BCE largue Télésat pour 3,25 milliards

La société-mère de Bell Canada, BCE, a franchi hier un des derniers pas dans le recentrage de la compagnie sur les communications de base en cédant sa filiale Télésat auprès du régime de retraite fédéral et d'une société américaine.

BCE a indiqué que l'Office d'investissement des régimes de pensions du secteur public du Canada (Investissements PSP) et le groupe new-yorkais Loral Space & Communications paieraient 3,25 milliards pour mettre la main sur Télésat et prendraient en charge sa dette évaluée à 172 millions.

Télésat est un exploitant de services de satellite fondé en 1969 grâce à une loi du Parlement. La compagnie s'est fait un nom dès 1972 en lançant Anik 1, le premier satellite commercial sur orbite géostationnaire à desservir un pays.

Depuis 2004, la direction de BCE a entrepris de tourner la page sur la diversification qui avait caractérisé l'évolution de la compagnie depuis les années 80 et la tentative de convergence avancée par l'ancien p.-d.g., Jean Monty. Par exemple, BCE a vendu sa participation dans le fournisseur de services informatiques CGI, réduit sa participation dans Globemedia (CTV, Globe and Mail, etc.) et placé ses lignes régionales au sein d'une nouvelle fiducie de revenu. BCE a aussi supprimé des milliers d'emplois.

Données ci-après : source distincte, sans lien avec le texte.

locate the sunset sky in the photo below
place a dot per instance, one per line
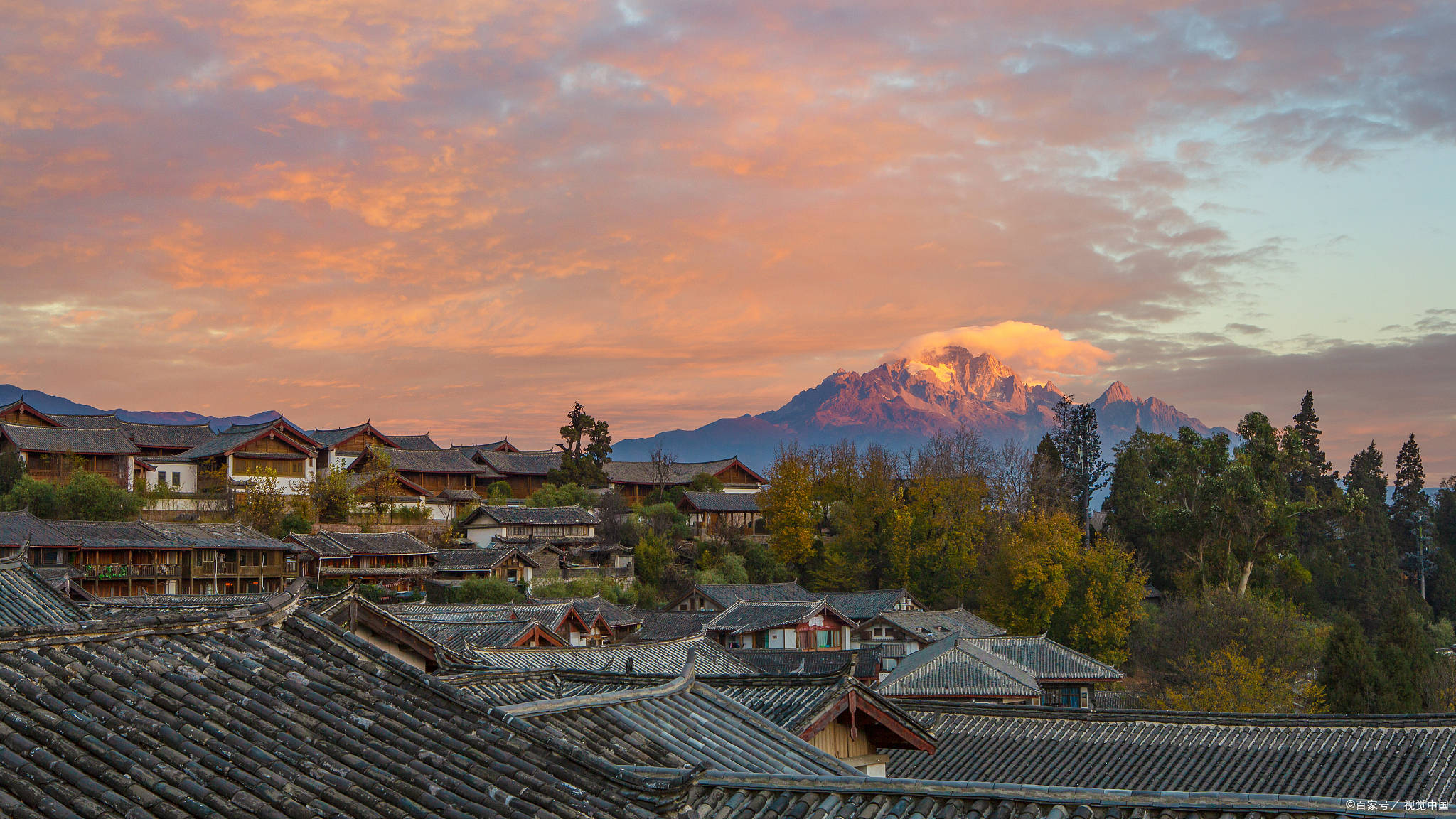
(462, 216)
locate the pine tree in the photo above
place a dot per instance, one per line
(1410, 508)
(1407, 665)
(1349, 674)
(1308, 465)
(1366, 557)
(1083, 470)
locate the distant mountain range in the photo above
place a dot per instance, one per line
(899, 404)
(54, 404)
(903, 402)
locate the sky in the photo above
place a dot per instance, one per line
(461, 218)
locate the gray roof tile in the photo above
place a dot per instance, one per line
(65, 439)
(1312, 755)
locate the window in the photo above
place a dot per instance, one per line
(1062, 697)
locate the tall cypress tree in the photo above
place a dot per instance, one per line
(1349, 672)
(1308, 465)
(1407, 663)
(1366, 556)
(1410, 508)
(1083, 470)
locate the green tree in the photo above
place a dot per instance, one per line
(11, 471)
(1049, 488)
(380, 481)
(650, 559)
(1407, 663)
(1349, 674)
(1310, 470)
(1083, 470)
(487, 591)
(586, 451)
(788, 506)
(1028, 579)
(567, 494)
(264, 505)
(332, 498)
(705, 483)
(664, 519)
(730, 570)
(1369, 573)
(1228, 652)
(86, 496)
(37, 496)
(1104, 601)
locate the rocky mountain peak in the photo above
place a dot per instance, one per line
(1114, 394)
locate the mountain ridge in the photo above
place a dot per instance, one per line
(907, 400)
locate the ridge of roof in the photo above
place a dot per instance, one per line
(267, 612)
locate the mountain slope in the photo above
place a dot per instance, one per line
(903, 402)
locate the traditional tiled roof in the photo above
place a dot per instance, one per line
(679, 724)
(18, 528)
(68, 439)
(104, 422)
(350, 544)
(168, 436)
(594, 606)
(722, 502)
(414, 442)
(1314, 755)
(533, 464)
(864, 605)
(166, 535)
(268, 713)
(497, 634)
(141, 605)
(664, 658)
(958, 668)
(439, 461)
(535, 515)
(793, 662)
(765, 796)
(478, 560)
(1049, 659)
(669, 624)
(749, 617)
(644, 473)
(931, 627)
(239, 434)
(334, 437)
(727, 595)
(28, 601)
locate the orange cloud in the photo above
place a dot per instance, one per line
(1028, 347)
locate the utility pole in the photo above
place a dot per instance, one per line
(1420, 547)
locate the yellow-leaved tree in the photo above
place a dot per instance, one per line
(788, 506)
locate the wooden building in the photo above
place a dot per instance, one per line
(343, 446)
(808, 626)
(635, 480)
(23, 414)
(523, 471)
(53, 454)
(712, 596)
(126, 559)
(721, 515)
(446, 476)
(398, 562)
(504, 563)
(250, 452)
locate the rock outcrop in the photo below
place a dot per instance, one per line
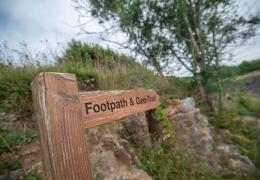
(192, 130)
(113, 157)
(195, 134)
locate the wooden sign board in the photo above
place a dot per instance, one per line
(100, 107)
(63, 113)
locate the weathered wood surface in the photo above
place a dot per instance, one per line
(143, 100)
(63, 144)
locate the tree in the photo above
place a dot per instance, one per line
(193, 33)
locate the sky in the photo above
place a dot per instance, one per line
(35, 21)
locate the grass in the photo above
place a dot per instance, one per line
(245, 76)
(10, 139)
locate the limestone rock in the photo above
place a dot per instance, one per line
(113, 157)
(191, 128)
(136, 128)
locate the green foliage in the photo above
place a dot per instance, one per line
(95, 68)
(15, 93)
(33, 176)
(243, 68)
(8, 164)
(250, 103)
(162, 162)
(10, 139)
(161, 115)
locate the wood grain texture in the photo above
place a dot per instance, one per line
(63, 144)
(98, 97)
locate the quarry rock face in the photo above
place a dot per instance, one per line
(113, 157)
(136, 127)
(193, 131)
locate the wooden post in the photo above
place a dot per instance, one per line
(62, 131)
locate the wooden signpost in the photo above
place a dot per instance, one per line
(63, 113)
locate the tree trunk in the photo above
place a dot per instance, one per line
(206, 96)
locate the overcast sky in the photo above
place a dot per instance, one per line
(33, 21)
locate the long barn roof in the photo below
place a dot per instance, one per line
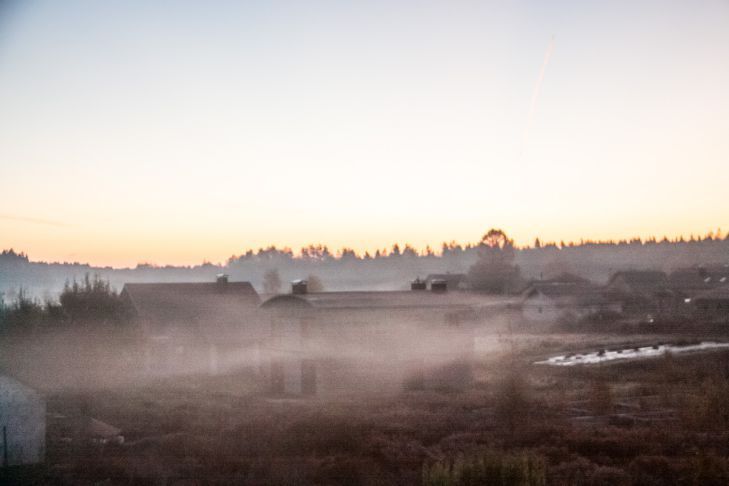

La nouvelle stratégie tourne entièrement autour de Bell Canada. Bien que Bell demeure dominant dans ses marchés, la compagnie fait face à la concurrence des câblodistributeurs dans la téléphonie résidentielle, ce qu'elle tente de compenser en poussant davantage du côté des services de croissance comme le sans-fil et la télévision. Il est déjà prévu que BCE, une société de portefeuille, change de nom pour celui de Bell d'ici à la fin de l'année.

Deux options

Pour se débarrasser de Télésat, BCE évaluait deux possibilités: l'inscrire en Bourse ou la vendre. Elle a fini par choisir la deuxième, et ce, à un prix largement supérieur à ce que prédisaient les analystes depuis cet été. Ce n'est qu'en 2007 que BCE dira ce qu'elle fait exactement avec l'argent récolté grâce à la vente.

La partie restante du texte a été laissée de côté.